Not sure if this was posted here before: http://alphaideas.in/wp-content/uploads/2014/12/Teaching-Note-on-Unconventionality.pdf
The manufacturing facilities of Kitex about 12 miles outside Cochin adhere to the highest
standards of quality, safety, and social compliance in the world. It’s 4,000 workers (most of
whom are young women) enjoy a safe, hygienic, and comfortable environment. They also live
on the campus. Many of them come from villages more than 1,000 miles away. When they
arrive, they are often found to be malnourished. Kitex provides them with tasty, nutritious
food, which I ate when I visited the factory. I also got an opportunity, along with other
stockholders of the company, to see the superbly constructed and maintained factory premises
as well as the dormitories for the women workers.
It is here where Kitex excels. It’s fully compliant, large scale operation (the company can
manufacture about 250,000 pieces of infant-wear every day), its fair treatment of employees,
its focus on automation, and other factors gives it a low-cost advantage over its competitors
which is hard to replicate. For example, given its large business volume, the per-unit cost of
social compliance for Kitex is much smaller than that of thousands of sweatshops, most of
whom simply can’t afford to comply. Kitex will continue to gain market share from them
because— thanks to its low cost advantage — it can charge the same price for its products
than it’s non-compliant competitors and yet earn healthy profit margins.

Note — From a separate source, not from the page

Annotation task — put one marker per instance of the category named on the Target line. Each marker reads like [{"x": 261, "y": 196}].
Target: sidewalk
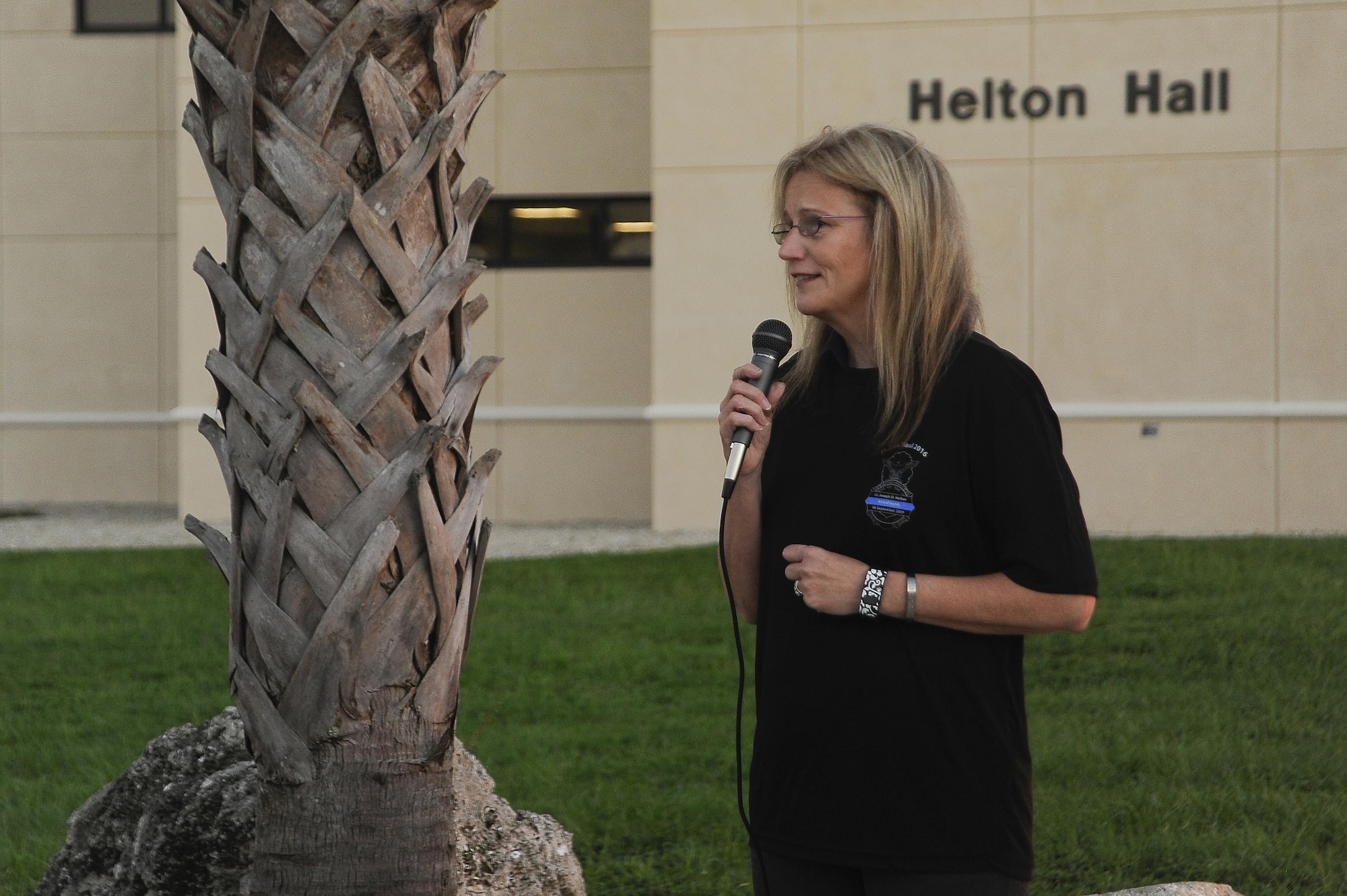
[{"x": 68, "y": 526}]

Another source of Kitex’s competitive advantage is high switching costs for its customers.
Large buyers of garments spend significant amount of time and resources in selecting and
approving vendors. Once a vendor has been selected and approved, then so long as it’s
compliant with quality, safety, and social compliance standards, its very difficult and costly to
switch to another vendor just to save some money.
Besides, there aren’t very many vendors like Kitex out there. There are only 12 companies
of comparable size in the world which can meet the business volume requirements of large
buyers without compromising on quality and safety standards. Kitex is one of them and is
likely to become much larger in the future as its clients give it a higher proportion of their total
sourcing requirements. For example, Carter’s, which is just one of Kitex clients buys garments
worth $1.5 billion every year, while the aggregate revenues of Kitex for FY14 were only about
$75 million. The Annual Report of Carter’s for 2013 states: “We source products internationally, primarily from Asia. One sourcing agent currently manages approximately 70% of our inventory purchases… Our goal is to shift the mix of our direct sourcing from approximately 30% in fiscal 2013 to 50% by 2017 in an effort to improve the performance of our supply chain.”
As gigantic customers like Carter’s, Toys“R”Us, Gerber, and The Children’s Place divert
more of their sourcing requirements to Kitex, I expect the company’s revenues and earnings
to grow manifold over the next decade.